Bryce moved up alongside him. Together, they blocked the stairs. Ahead was the small square landing, grayly lit by one slit window. The door into the hall was standing open, letting through a little more light. Beyond the open door, on the other side of the landing, the dark stairs continued up.

A man came to the open door, leaned on the post and grinned at them.

Bryce pushed his man out onto the landing, while he took up a position at the top of the stairs. “Go and check those stairs out.” As his man crossed the landing, Bryce watched the Sterkarm in the doorway.

The Sterkarm watched the man pass him with friendly curiosity and then, when the security man had vanished into the darkness of the farther stair, grinned at Bryce instead.

“Down there,” Bryce called. “Everything okay?”

“Everything’s fine,” came the shout from below.

Echoing footsteps on the farther stair, and the 21st man came back down. “Nothing up there,” he said. “Just a locked door at the top. Nobody about.”

“Fine,” Bryce said, gesturing toward the hall door. “Have a look in there.”
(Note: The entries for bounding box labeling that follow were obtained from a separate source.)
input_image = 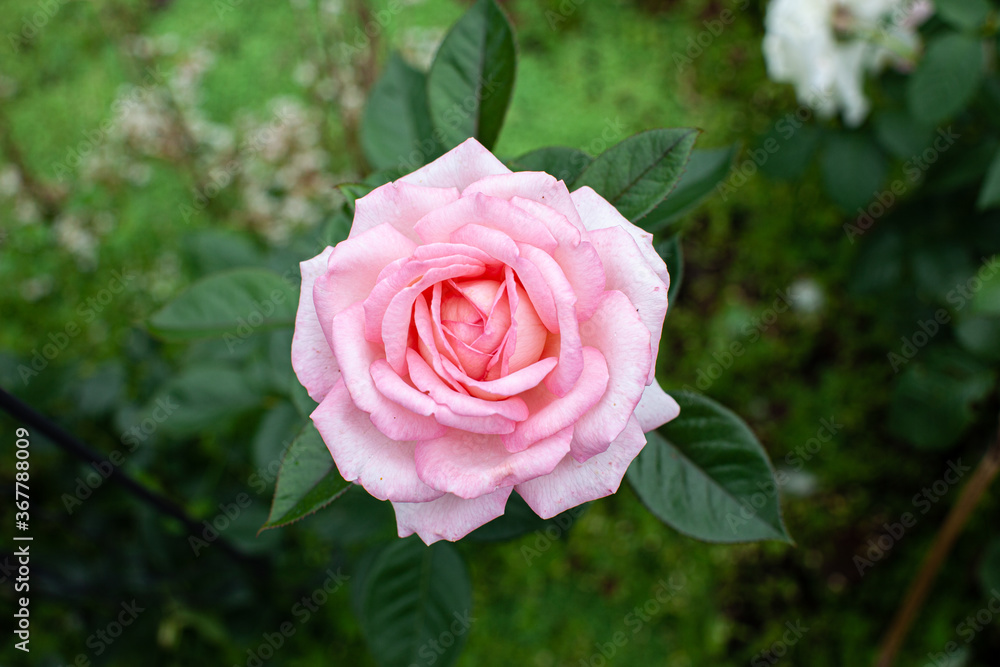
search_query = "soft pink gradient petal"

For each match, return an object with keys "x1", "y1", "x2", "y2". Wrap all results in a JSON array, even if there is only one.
[
  {"x1": 292, "y1": 247, "x2": 340, "y2": 403},
  {"x1": 313, "y1": 225, "x2": 417, "y2": 341},
  {"x1": 333, "y1": 303, "x2": 447, "y2": 440},
  {"x1": 371, "y1": 355, "x2": 514, "y2": 434},
  {"x1": 591, "y1": 227, "x2": 669, "y2": 384},
  {"x1": 311, "y1": 381, "x2": 442, "y2": 502},
  {"x1": 392, "y1": 487, "x2": 511, "y2": 544},
  {"x1": 502, "y1": 347, "x2": 608, "y2": 452},
  {"x1": 515, "y1": 419, "x2": 646, "y2": 519},
  {"x1": 414, "y1": 194, "x2": 558, "y2": 252},
  {"x1": 396, "y1": 139, "x2": 510, "y2": 190},
  {"x1": 572, "y1": 292, "x2": 653, "y2": 461},
  {"x1": 415, "y1": 427, "x2": 573, "y2": 498},
  {"x1": 570, "y1": 186, "x2": 670, "y2": 287},
  {"x1": 348, "y1": 181, "x2": 459, "y2": 242},
  {"x1": 635, "y1": 380, "x2": 681, "y2": 433},
  {"x1": 462, "y1": 171, "x2": 585, "y2": 230}
]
The security guard was more relaxed now, but he approached the hall door a little warily, because of the man leaning there. Seeing his nervousness, the Sterkarm grinned again, shouldered himself off the wall and went back inside the hall. The security guard stuck his head around the door.

“Anybody near the door?” Bryce asked. “How many people?”

“No. Five or six. Five. And a woman.”

Mention of a woman made Bryce feel very slightly happier. “Okay. Come back to the stairs.” As his man came back to the top of the stairs, Bryce went forward to look into the hall himself. It was set out as if for a meal, with long trestle tables laid with jugs and platters of bread. A fire was burning in the hearth, and something was boiling in a big pot. But the woman in the hall was Andrea. She was sitting right at the far end, at a table placed across the room. She saw him, she lifted her head and sat straighter, but then she looked at the big man sitting beside her before, again, staring down the length of the hall at Bryce.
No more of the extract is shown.